The Buck Stops With Us: Aligning Innovation, People and Purpose for Sustainability
May 20, 2022
We often hear about barriers to addressing climate change, whether it’s corporate climate pledges that don’t go far enough, clashing political ideologies that hinder government policy changes or resistance to energy transitions that reduce fossil fuel dependence. Meanwhile, rising temperatures are creating more extreme and unpredictable weather patterns, and the Intergovernmental Panel on Climate Change has confirmed that global temperature rise will not stay under 1.5 degrees Celsius without serious action.
The good news about this “now or never” moment is that we are seeing a reinvigorated push for innovation to explore new climate solutions. Clean tech products are often the first port of call—something that harnesses an always-present source of energy, repurposes waste or stores energy. However, effective innovation is about more than just inventing a new technology: we must also innovate ourselves to deliver solutions that society will embrace and demand that businesses, governments, and technology scale. Take the limited roll out of solar photovoltaics (PVs), for example. PV cells date back to 1954 and they’re constantly improving and becoming more efficient. However, solar PV accounts for only 3.1% of global electricity generation. Why? Because mentally, we remain wedded to fossil fuels over solar. The mindset shift required for uptake has not yet fully taken root.
Innovation happens around the world daily. Some ideas catch on, most however do not. The technology might be strong, the need for the solution critical but they often lack the basis of a successful idea—purpose, resources and process.
A clear purpose. Innovation without a clearly defined outcome or intent will struggle from conception. Having strategic alignment on the problem you want to solve or change you want to spark is key for persevering. Thomas Edison once said in his work constructing the electric light bulb, “I have not failed. I have just found 10,000 ways that won’t work.”
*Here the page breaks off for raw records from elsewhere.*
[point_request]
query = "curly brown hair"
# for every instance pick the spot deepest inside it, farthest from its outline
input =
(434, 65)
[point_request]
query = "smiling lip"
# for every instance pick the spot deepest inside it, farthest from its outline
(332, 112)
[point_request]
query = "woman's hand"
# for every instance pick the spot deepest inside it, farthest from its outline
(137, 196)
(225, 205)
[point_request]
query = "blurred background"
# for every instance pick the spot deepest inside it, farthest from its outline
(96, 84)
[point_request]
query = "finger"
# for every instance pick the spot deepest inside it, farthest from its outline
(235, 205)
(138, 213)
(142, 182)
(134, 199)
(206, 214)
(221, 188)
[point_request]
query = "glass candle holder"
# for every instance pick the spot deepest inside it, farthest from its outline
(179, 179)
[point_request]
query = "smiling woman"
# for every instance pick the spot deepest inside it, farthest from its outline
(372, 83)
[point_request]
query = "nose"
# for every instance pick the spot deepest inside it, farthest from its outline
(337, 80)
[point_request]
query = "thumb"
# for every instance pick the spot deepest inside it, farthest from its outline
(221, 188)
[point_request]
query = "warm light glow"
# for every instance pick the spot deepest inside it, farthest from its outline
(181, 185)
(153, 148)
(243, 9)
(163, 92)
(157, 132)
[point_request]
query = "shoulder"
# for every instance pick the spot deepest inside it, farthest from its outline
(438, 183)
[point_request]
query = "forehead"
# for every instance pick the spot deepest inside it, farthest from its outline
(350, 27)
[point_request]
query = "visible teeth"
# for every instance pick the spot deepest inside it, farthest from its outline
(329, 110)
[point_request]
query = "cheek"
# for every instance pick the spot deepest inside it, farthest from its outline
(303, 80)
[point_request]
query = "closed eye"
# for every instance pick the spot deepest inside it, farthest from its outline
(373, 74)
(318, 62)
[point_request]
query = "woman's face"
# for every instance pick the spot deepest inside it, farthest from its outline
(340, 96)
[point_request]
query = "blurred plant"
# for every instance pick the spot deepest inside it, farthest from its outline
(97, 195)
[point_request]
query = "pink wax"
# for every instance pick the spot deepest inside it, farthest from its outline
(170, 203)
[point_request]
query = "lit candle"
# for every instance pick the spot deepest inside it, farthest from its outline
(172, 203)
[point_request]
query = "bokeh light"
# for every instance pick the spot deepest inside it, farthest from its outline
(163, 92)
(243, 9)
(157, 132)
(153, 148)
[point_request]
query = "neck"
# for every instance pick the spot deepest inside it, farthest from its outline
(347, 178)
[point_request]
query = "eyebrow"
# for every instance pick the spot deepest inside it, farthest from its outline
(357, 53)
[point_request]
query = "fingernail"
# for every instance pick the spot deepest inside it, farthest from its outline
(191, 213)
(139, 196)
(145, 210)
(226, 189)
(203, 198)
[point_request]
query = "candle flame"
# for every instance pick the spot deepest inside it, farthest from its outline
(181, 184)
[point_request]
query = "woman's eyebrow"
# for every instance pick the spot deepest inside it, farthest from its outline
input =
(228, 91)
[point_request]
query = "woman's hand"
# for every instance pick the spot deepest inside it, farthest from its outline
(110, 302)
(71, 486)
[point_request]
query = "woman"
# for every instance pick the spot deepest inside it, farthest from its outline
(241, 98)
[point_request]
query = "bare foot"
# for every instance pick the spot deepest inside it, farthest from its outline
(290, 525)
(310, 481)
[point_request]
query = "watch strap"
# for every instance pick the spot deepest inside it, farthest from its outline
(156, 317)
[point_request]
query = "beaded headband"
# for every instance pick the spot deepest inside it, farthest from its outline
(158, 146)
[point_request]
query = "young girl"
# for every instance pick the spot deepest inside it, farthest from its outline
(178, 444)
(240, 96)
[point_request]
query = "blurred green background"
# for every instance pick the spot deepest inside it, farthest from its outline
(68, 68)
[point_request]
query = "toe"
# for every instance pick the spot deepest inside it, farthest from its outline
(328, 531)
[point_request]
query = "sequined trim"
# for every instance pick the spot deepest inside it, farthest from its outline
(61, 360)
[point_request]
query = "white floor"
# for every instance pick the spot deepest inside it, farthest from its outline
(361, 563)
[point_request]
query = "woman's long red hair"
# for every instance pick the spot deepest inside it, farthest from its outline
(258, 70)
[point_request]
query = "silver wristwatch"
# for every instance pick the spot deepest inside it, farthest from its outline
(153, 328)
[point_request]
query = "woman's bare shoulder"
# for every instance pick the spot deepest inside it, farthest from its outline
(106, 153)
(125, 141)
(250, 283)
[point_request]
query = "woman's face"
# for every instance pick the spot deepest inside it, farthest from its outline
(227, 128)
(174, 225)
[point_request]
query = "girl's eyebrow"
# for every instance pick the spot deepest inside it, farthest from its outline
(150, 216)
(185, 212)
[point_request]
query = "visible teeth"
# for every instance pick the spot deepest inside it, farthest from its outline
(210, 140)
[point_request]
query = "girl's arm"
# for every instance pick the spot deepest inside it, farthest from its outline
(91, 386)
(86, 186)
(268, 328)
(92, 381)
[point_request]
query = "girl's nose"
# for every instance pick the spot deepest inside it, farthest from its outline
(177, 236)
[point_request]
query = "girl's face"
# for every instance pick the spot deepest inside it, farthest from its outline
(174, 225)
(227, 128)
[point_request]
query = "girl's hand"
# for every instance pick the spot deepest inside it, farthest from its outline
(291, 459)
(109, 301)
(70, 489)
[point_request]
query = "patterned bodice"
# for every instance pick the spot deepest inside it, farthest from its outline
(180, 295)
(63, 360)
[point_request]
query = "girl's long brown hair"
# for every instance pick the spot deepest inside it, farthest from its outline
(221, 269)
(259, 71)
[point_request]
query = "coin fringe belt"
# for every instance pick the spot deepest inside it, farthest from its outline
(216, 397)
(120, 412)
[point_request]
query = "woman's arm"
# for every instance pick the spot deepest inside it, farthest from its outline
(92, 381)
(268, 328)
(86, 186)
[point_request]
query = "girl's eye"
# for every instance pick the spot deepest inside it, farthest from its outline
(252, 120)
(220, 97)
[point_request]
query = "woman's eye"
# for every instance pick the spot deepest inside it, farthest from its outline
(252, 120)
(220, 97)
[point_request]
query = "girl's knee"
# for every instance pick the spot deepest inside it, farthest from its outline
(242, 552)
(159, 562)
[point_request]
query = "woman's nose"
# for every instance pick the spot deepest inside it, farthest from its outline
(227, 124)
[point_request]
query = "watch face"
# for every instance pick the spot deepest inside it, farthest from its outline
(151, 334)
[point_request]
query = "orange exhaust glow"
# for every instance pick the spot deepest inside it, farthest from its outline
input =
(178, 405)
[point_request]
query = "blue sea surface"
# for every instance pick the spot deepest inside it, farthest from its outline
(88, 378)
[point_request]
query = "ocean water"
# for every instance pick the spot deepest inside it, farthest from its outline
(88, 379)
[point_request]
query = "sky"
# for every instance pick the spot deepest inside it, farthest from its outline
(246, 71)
Dedicated investment. Resourcing is about more than funding; it’s about encouragement, prioritization, and holding space for mistakes. An innovation without adequate time, monetary, and sociocultural investment is just an idea. A dream. And the reality of dreams is that most won’t come true. That is, unless you create a safe environment for people to experiment and learn from both doing and failing.
A well-managed implementation process. Even with aligned purpose and dedicated resources, an innovation needs follow-through. Because innovation is iterative and often a long game, the technology requires organization and management that can evolve with it. The process must also be accountable and inclusive to sustain innovation.
When innovation leads to a successful solution, it’s because these three factors are combined with a technically sound product. For example, advancements in climate-smart agritech like drip irrigation are changing the game by feeding more people on less arable land as desertification and urbanization increase. Take the avocado in Spain and Israel—Spain is Europe’s leading supplier of the fruit and Israel is the 10th largest global producer. Both countries have successfully implemented clean technology to support their economies and as a result are piquing the investment interest of other countries. They were able to do this because they innovated holistically. There was a clear purpose: grow a high-demand, temperamental crop under increasingly unpredictable climate conditions with less water and less fuel than importing avocados from overseas farms to tableside guacamole.
They had the dedicated investment: 95% of Spanish avocados rely on drip; in Israel, it’s 99% and 75% of all crop production. Sociocultural shifts in Europe have driven higher demand for more ecofriendly, affordable produce, and water conservation has been survival imperative for Israel since before the country’s founding. These conditions created the societal buy-in for the front-end investment needed for the extensive network of tubes, valves and drippers.
Now, the technology is at a point where it has been implemented successfully at commercial scale. For this technology to be adoptable to the nearly 80 percent of farmers that do not operate at commercial scale, adjustments must be made for accountability and inclusivity for sustainment. As a result, tech companies are now shifting to become more water-conscious, utilize AI and undergo constant reengineering of solutions and business models to make a historically expensive innovation cheaper, simpler to install and use, and accessible.
Unlike in the past, we don’t have time to wait for clean tech to be executed at scale. We are at a point where the world needs to act before the impact of climate change is irreversible. This is where innovation can help. Innovating for a sustainable future requires that we get real about the purpose, dedicated investment, and management of innovation in service of that future. It also depends on making a strong connection to how and what people think, how they see the impact of these solutions in their daily lives, and how it integrates into present and future applications. We did it with the light bulb, and again with the internal combustion engine. Surely, we can do it again with an idea being born at this very moment.